Review
- Sunway’s FY16 normalised net profit of RM547.4mn beat expectations, accounting for 111% and 110% of ours and consensus’ full-year forecasts respectively. The variance was largely due to: 1) higher-than-expected profit contribution from associates and JV entities, and 2) lower-thanexpected effective tax rates.
- For this quarter, the board has declared a second interim single tier cash dividend of 4.0sen/share plus a distribution of treasury shares on the basis of 1 treasury share for every 100 shares held on the entitlement date of 13 April 2017. The effective dividend for 4Q16 works out to 7.14sen/share, bringing 2016 total dividends to 12.14sen/share. This also came in higher than our dividend projections of 11sen/share. Based on 12.14sen/share, the effective dividend yield is 3.8%.
- Sunway’s FY16 revenue grew 6% YoY to RM4.7bn. The increase in revenue was driven by better performance across the key business divisions. However, the group’s normalised net profit during the period declined 7% YoY to RM547.3mn. This was mainly due to higher minority interest arising from the listing of SunCon in July-2015 that saw Sunway’s stake in SunCon reduced to 54.4%.
- QoQ, 4Q16 normalised net profit advanced 9% to RM148.1mn, driven by 20% growth in revenue. The higher sequential profit was largely contributed by stronger performance for property development division due to the completion of several local development projects as well as higher progress billings from local projects. In addition, property development division EBIT margin expanded by +7.8ppt QoQ, benefiting from favourable product mix.
- Sunway’s 2016 new sales were flat at RM1.2bn (effective: RM923mn) from a year ago. Nonetheless, this was slightly higher than both ours and management’s sales projections of RM1.1bn. Key contributors to 2016 sales are Sunway Mont Residence in Mont Kiara, Emerald Residences & Boulevard (landed homes and retail shops) in Sunway Iskandar, Sunway Gandaria (retail shops & serviced apartments) in Bangi and overseas projects in Singapore and China. Unbilled sales eased to RM1.5bn (effective RM1.1bn), from RM1.8bn a quarter ago, providing earnings visibility of more than one year.
Impact
- Our FY17 and FY18 earnings are adjusted by +10% and -2.1% respectively after factoring in the following;
1. Actual FY16 results;
2. Revised earnings for SunCon – see results report dated 24 Feb;
3. Change in progress billings assumptions to reflect the timing of launches;
4. Lower effective tax rate of 18% (from 20% previously).
Outlook
- Sunway is targeting new sales of RM1.1bn this year, underpinned by new projects worth RM2.0bn (see Figure 3) and other existing projects. New projects to be introduced in 2Q17 include Sunway Industrial Park (GDV: RM100mn, industrial), Sunway Wellesley (GDV: RM100mn, Shops), The Grid @ Sunway Iskandar (GDV: RM200mn, Apartments, Retail & Offices) and TianJin Eco City (GDV: RM150mn, Condominium).

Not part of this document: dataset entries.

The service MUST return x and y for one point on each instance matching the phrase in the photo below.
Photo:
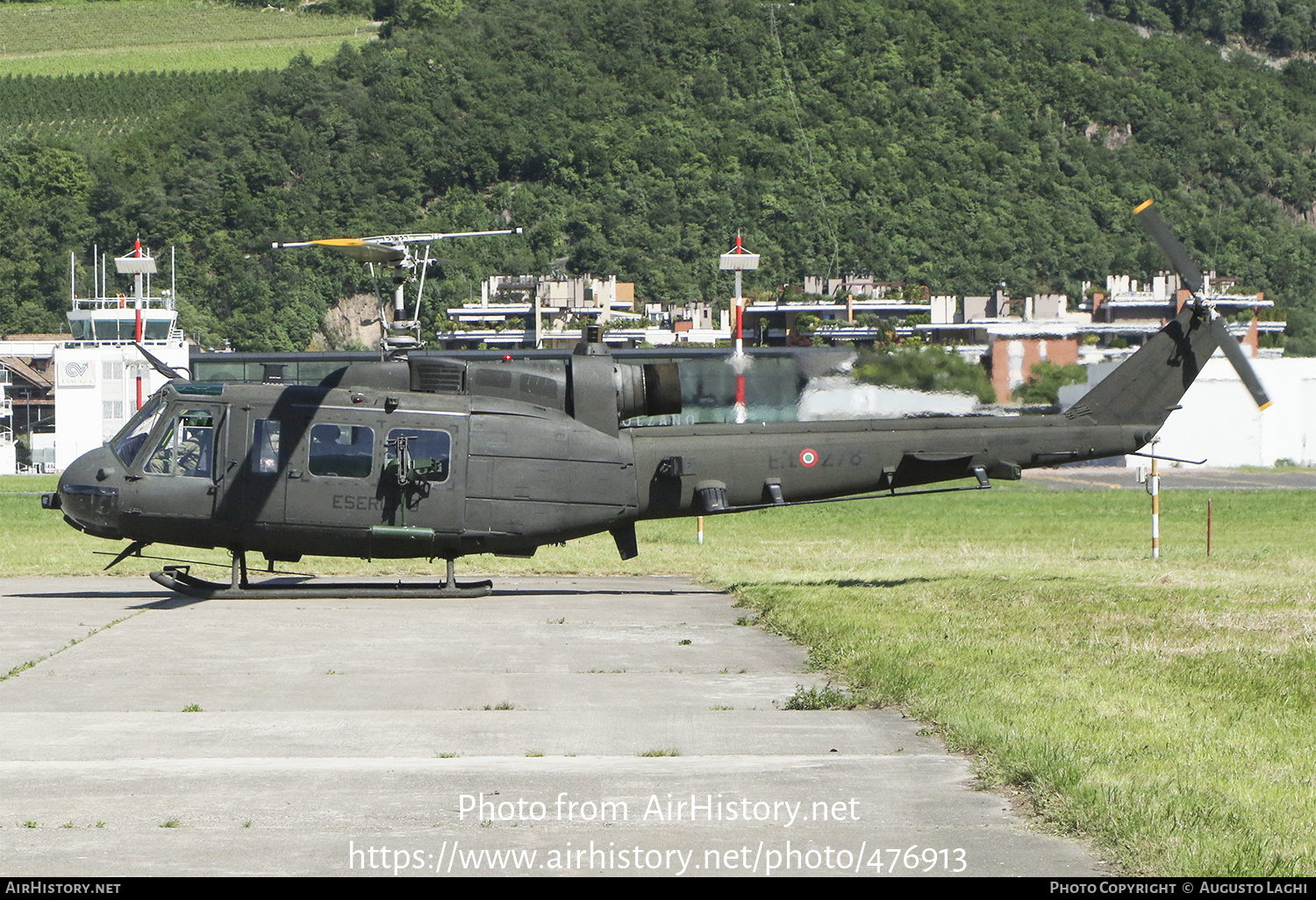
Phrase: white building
(1220, 423)
(99, 375)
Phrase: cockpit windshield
(133, 434)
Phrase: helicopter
(434, 457)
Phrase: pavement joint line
(73, 642)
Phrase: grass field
(73, 37)
(1163, 710)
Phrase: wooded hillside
(942, 142)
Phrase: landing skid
(178, 578)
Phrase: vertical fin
(1147, 386)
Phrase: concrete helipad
(536, 731)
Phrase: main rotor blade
(1170, 245)
(1240, 361)
(361, 249)
(160, 366)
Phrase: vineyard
(71, 37)
(89, 107)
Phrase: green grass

- We are positive on Sunway’s recent acquisition of 8.45 acres of land along Jalan Peel, Cheras, which will be developed into Sunway Velocity TWO, directly opposite the Sunway Velocity Mall. We see synergies between the two developments as more than 70% of Sunway Velocity TWO will comprise residential units, which will complement the existing Sunway Velocity. Note that Sunway Velocity consists of 75% commercial units, including Sunway Velocity Shopping Mall, Sunway Velocity Medical Centre and Sunway Velocity Hotel.
Valuation
- Taking into account the earnings adjustment and new target price for SunCon, our target price is revised higher to RM3.40/share, (from RM3.27/share previously), which is pegged to a 10% discount to is SOP value of RM3.77/share. Reiterate Hold.